Port St Willow - Holiday Album Review
Most reviews submitted for Port St Willow's debut full-length "Holiday" since its original release midway through 2012 have focused on its resemblance to the grandiose indie-rock of The Antlers, with whom Port St Willow's singer/songwriter/instigator Nicholas Principe has collaborated in the past. This review will be no different, however such is the strength of the similarities between the two projects that ignoring them is detrimental.
In reference to this specific release by Downtown Records, quite why an album is being released through "Digital outlets in the UK" after being available for free online for nearly a year is anyone's guess, but Holiday is certainly an album that deserves to be heard whether inside or outside of the context of the sprawling work of Peter Silberman's Antlers project. Like The Antlers' stunning debut "Hospice" it is a meticulously crafted work composed for a single listen that repeats motifs and tropes throughout without ever becoming repetitive.

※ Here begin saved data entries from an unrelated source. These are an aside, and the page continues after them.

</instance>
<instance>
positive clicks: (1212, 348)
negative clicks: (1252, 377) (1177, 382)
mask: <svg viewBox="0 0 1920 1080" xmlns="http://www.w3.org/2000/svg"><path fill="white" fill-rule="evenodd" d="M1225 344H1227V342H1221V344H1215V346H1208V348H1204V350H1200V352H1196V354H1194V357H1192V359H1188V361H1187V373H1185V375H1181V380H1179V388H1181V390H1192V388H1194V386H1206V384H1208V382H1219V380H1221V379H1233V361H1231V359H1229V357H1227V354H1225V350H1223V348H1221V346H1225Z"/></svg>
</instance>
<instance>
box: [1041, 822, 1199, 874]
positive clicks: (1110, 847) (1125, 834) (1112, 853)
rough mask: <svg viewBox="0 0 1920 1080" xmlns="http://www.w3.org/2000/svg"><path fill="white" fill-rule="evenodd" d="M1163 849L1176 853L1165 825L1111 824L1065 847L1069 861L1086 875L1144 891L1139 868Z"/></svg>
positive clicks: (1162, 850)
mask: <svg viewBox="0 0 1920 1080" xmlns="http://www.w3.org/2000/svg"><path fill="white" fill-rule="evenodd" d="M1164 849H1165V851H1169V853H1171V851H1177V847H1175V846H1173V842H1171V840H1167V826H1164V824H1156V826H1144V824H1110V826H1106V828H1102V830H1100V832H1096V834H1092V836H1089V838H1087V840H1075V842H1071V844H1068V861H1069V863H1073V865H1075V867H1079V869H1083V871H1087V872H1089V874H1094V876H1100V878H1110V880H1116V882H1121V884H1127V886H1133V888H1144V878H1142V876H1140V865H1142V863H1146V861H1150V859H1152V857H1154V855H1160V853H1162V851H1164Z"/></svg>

It is more distant than "Hospice", carrying little of the overbearing emotional weight that it was wrought with but carrying with it a mysterious charm. Many of the falsettos that ring out across the 12 tracks of Holiday are obscured with reverb, leaving the lyrical content as less of a focal point yet not completely obscured. They are at their clearest on the album's highlight 'Amawalk', mirroring the retreating triumphalism of the instrumentation; a repetition of "I Will Be Set Free" giving way to a chorus channelling the billowing assonance of early My Morning Jacket. Again, like "Hospice" it appears in the context of a failing/failed relationship, but there is less reliance on stretched metaphors.